What seems pedestrian in his material (and there is a lot of that in a conventional staging) vanishes if the limits imposed by “realism” are tossed aside and the performers are cut loose to dance, to fly with the language — the arias and ensembles and manic word-jazz which grew ever richer as Wilson discovered his true metièr.

If you’re not familiar with Wilson’s work, Wolfe’s Ma Rainey is a long way from an ideal introduction. It’s too swaddled in quasi- and queasy-documentary, its transparent Best-Actor Oscar ambitions, its cast-of-thousands amplification of a piece of chamber music written for quartet with obbligato blues queen. 

But the fractures are there, felt if not seen. It’s in these moments of discontinuity, when shards of thought and sensibility scrape jarringly past each other, that Ma Rainey really cuts loose and sings.

Roger Downey
Roger Downey
Born in Canada moved to Peru's altiplano at the age of six; came to the U.S. at 10 to discover that you don't use your feet to dribble the ball. Learned from the git-go that "America" is an idea, not a place.

9 COMMENTS

  1. Trying to overanalyze Wilson’s stories could make you miss the point. Life is adjusting to, dreaming of, hoping for, and living through. The issues are human, not racial.

  2. Terrific!
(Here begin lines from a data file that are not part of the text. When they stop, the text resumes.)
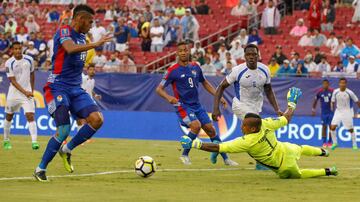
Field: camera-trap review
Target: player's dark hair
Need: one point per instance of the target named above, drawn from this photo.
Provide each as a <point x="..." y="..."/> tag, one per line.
<point x="251" y="46"/>
<point x="15" y="43"/>
<point x="343" y="79"/>
<point x="82" y="8"/>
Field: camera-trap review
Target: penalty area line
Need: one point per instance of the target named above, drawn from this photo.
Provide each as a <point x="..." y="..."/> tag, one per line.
<point x="132" y="171"/>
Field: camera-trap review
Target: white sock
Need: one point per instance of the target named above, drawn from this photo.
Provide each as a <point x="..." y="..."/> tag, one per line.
<point x="7" y="126"/>
<point x="33" y="131"/>
<point x="333" y="136"/>
<point x="65" y="149"/>
<point x="353" y="138"/>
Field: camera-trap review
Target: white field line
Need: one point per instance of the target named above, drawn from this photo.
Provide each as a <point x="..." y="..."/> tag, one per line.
<point x="132" y="171"/>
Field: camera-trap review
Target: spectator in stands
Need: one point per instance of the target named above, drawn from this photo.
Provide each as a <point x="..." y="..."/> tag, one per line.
<point x="309" y="64"/>
<point x="54" y="15"/>
<point x="242" y="37"/>
<point x="254" y="37"/>
<point x="22" y="36"/>
<point x="356" y="16"/>
<point x="32" y="51"/>
<point x="323" y="66"/>
<point x="4" y="44"/>
<point x="180" y="9"/>
<point x="270" y="19"/>
<point x="273" y="66"/>
<point x="336" y="50"/>
<point x="279" y="55"/>
<point x="314" y="16"/>
<point x="97" y="31"/>
<point x="208" y="68"/>
<point x="318" y="38"/>
<point x="156" y="34"/>
<point x="239" y="10"/>
<point x="300" y="29"/>
<point x="237" y="51"/>
<point x="339" y="67"/>
<point x="306" y="40"/>
<point x="172" y="29"/>
<point x="328" y="17"/>
<point x="285" y="69"/>
<point x="300" y="70"/>
<point x="352" y="65"/>
<point x="127" y="65"/>
<point x="190" y="26"/>
<point x="122" y="35"/>
<point x="113" y="64"/>
<point x="222" y="52"/>
<point x="145" y="36"/>
<point x="228" y="68"/>
<point x="350" y="49"/>
<point x="203" y="8"/>
<point x="99" y="59"/>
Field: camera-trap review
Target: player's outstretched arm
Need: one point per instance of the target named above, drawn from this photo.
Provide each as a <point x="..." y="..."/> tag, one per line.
<point x="71" y="47"/>
<point x="217" y="98"/>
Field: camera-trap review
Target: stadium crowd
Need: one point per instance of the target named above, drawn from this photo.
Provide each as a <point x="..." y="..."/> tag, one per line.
<point x="158" y="24"/>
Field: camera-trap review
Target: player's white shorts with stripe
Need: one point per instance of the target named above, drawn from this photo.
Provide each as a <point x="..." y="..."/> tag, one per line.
<point x="13" y="106"/>
<point x="344" y="117"/>
<point x="241" y="109"/>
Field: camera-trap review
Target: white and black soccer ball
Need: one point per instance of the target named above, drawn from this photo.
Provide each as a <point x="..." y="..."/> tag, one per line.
<point x="145" y="166"/>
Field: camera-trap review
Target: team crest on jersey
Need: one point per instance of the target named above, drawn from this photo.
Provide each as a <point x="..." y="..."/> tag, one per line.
<point x="59" y="98"/>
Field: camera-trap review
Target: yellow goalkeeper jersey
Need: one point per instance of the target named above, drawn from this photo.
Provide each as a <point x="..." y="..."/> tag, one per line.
<point x="262" y="146"/>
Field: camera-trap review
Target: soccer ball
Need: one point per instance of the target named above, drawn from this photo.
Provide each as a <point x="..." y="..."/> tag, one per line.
<point x="145" y="166"/>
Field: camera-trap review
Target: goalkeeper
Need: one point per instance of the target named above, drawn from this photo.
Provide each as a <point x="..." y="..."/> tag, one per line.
<point x="260" y="142"/>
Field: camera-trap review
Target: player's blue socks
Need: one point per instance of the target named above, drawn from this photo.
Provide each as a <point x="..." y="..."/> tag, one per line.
<point x="192" y="136"/>
<point x="85" y="133"/>
<point x="217" y="140"/>
<point x="54" y="145"/>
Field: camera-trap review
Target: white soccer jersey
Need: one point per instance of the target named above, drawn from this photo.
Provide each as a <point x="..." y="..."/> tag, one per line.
<point x="249" y="88"/>
<point x="21" y="70"/>
<point x="88" y="84"/>
<point x="344" y="99"/>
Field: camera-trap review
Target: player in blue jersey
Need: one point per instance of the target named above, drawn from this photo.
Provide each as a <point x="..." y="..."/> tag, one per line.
<point x="324" y="95"/>
<point x="63" y="93"/>
<point x="185" y="76"/>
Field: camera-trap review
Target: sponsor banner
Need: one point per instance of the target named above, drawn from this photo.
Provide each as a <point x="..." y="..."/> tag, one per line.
<point x="165" y="126"/>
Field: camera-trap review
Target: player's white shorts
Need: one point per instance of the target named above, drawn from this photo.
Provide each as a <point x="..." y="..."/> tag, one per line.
<point x="13" y="106"/>
<point x="240" y="109"/>
<point x="344" y="117"/>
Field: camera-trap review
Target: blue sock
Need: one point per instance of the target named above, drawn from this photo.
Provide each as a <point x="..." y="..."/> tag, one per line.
<point x="51" y="149"/>
<point x="217" y="139"/>
<point x="85" y="133"/>
<point x="193" y="137"/>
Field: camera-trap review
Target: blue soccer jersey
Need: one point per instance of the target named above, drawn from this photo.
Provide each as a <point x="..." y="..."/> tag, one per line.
<point x="67" y="68"/>
<point x="185" y="82"/>
<point x="325" y="99"/>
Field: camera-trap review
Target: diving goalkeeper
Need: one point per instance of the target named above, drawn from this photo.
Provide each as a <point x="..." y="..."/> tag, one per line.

But I could swear I almost got a rise out of him when I (unaware of his policy regarding his own plays) started advocating race-blind casting, which I ignorantly thought he’d support. It was only a flash in his eyes, not his ever-measured speech, but the twinkle of merriment in Peter Donnelly’s eyes confirmed it.

  3. I’ve read every play of his and his characters are just people with everyday issues accentuated by poverty, and Ambition.
    Thank Denzel for attempting to get the messages out

  4. I appreciate the biographical impressions of Wilson. Like all wokey art, I think Ma Rainey suffers from the passage of time even more than the slide from Off Broadway to Netflix.

    • I’m won’t be ready to grant that until I’ve seen a staging that responds only to the text itself, not the clouds of meta-think surrounding it.

  5. Roger, it’s been a month of Sundays since I’ve read any of your writing. This piece is stellar. I think you’ve gotten smarter as you’ve gotten older and certainly you are writing at the top of your game. No, I have not read a review of yours since that long ago when you referred to the plot of one of my plays as “a dog’s dinner”, which, to be honest, accurately described its condition. I’m happy to say that thanks to assiduous redrafting the “dog’s dinner” has been – in my opinion – converted into “deluxe kibble“.